King misses the chance to engage with harm reduction advocates at GTNF

Washington DC was buzzing with hopeful advocates, regulators, officials and industry investors to discuss all things nicotine last week at The Global Tobacco & Nicotine Forum (GTNF). 

The main focus for many attendees was the presentation scheduled for Brian A. King, the director of the US FDA’s Center for Tobacco Products. Most advocates in attendance relished the thought of being able to ask King some important questions that they have been waiting for answers to since he took this position in July.

King started off by mentioning that he takes his job very seriously when it comes to ending tobacco related harm and deaths.

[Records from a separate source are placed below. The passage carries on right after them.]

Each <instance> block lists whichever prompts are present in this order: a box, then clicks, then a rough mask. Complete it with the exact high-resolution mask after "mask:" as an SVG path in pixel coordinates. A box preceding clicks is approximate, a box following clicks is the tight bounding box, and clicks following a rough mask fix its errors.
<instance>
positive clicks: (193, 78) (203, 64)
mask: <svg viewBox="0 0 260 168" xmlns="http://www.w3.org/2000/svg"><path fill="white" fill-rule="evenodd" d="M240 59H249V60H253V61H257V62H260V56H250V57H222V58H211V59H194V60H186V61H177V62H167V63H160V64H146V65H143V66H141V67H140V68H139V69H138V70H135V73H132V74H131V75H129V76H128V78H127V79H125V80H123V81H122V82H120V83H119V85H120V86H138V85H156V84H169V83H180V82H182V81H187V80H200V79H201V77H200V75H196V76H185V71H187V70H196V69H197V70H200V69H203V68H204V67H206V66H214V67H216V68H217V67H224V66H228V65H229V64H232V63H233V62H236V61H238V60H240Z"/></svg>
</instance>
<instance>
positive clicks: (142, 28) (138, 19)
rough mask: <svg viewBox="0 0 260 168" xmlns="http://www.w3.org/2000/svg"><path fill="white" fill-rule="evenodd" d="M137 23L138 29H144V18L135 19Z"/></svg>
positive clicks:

He went on to say that as a regulator they look at the “net public health benefit vs. risk.” Yet provided no indication of how he will protect youth AND adults or plans for a pathway forward for these adults that can no longer access these denied products they depend on.

In true FDA fashion King went on about youth use, and of course, he did not forget to pat himself and the agency on the back for the rapid rate that these 6.7 million applications were processed. King even went as far as to almost brag about the amount of denials issued and the 23 products approved by the agency. Never did he mention that most of these approvals are for products that are outdated, no longer in production and rarely used by adults.  

Shockingly he did admit that e-cigarettes pose less risk than combustible cigarettes but seems to have no plans to correct the misinformation coming from the FDA. 

Unfortunately for the advocates patiently waiting for the Q&A portion of King’s presentation he ran out of time and quickly exited the building.  To add insult to injury King closed his speech by saying he had to go because he had a meeting with “one of our favorite Senators.”  King was clearly referring to the meeting he had with Senator Dick Durbin later that day

I feel this was a missed opportunity for King to finally engage with the adults and advocates that use and depend on these products. 

I guess the “armchair regulators” as he so kindly referred to us as in his presentation, will have to return to the only avenue left for us to voice our opinions on these important issues we still have no answers to.